No lejos del que fue el último hogar del genio universal, en Chambord, en la zona de los castillos del Loira, tomó forma la desmesurada pasión de Francisco I por la arquitectura renacentista. De esa obsesión surgió la voluntad de hacer allí un castillo que se identificara con las ideas aplicadas a la construcción de Da Vinci y compañía.
Su objetivo quedó cumplido a lo grande. Luce así el castillo de Chambord su “gigantismo”, por ser una residencia “al margen de toda escala humana”, según los términos oficiales de promoción turística. Se cuentan en él casi 300 chimeneas, más de 400 habitaciones, 77 escaleras y 800 capiteles esculpidos.

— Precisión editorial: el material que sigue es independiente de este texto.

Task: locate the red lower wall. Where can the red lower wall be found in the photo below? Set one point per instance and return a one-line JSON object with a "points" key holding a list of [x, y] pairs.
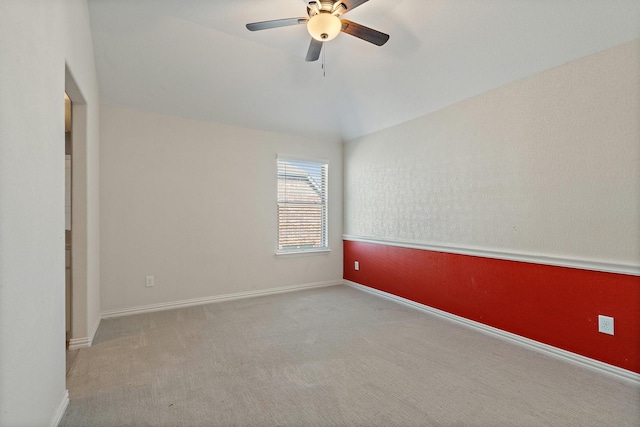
{"points": [[558, 306]]}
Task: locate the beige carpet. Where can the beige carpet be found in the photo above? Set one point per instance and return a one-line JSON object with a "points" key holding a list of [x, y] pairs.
{"points": [[327, 357]]}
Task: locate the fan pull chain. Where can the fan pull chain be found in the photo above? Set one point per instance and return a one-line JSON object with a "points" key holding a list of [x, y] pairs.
{"points": [[324, 68]]}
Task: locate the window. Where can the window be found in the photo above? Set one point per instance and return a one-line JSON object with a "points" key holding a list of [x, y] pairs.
{"points": [[302, 205]]}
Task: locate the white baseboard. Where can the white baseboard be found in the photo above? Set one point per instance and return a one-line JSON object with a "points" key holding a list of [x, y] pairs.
{"points": [[85, 342], [212, 299], [57, 416], [567, 356]]}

Sin embargo, se dice que Francisco I terminó aburriéndose en Chambord, porque fue sinónimo de costosas obras que tardaron siglos en finalizarse. En su capricho arquitectónico, el rey “renacentista” apenas paró un par de meses. Eso sí, le excusa el que en su época los reyes y su corte eran nómadas, llegando a cambiar de residencia cada quince días.
Luis XIV y María Antonieta
A Luis XIV (1638-1715) la monumental grandeza del castillo de Chambord le vino como anillo al dedo. Allí pasó estancias de lo más animadas, en compañía de Moilère (1622-1673). Según el historiador galo François Bluche, el apodado Rey Sol nunca dijo aquello de “Estado soy yo”, pero él fue el monarca francés que mejor representara en Europa el absolutismo y la defensa del derecho divino de los reyes. Dicho de otro modo, Luis XIV era de los que pensaba que el poder del rey era legítimo por voluntad divina. Esta concepción de la política y de la vida pública constituye la antítesis de lo que es hoy día Francia, un Estado laico a las duras y a las maduras.
No le tocó a Luis XIV pagar por los desmanes monárquicos en la Revolución. Eso correspondió al guillotinado Luis XVI (1754-1793). Su mujer, la también guillotinada Maria Antonieta (1755-1793), se ganó el apodo de Madame Déficit tras años de despilfarros. Uno de los gastos más notorios vino con la creación del Dominio de María Antonieta, situado en los todavía admirables jardines del palacio de Versalles. Allí, lo excéntrico reside en que se podía imitar el vivir una saludable vida rural desprovista de las miserias que explican, en último término, buena parte del brutal fin de la monarquía en el país vecino.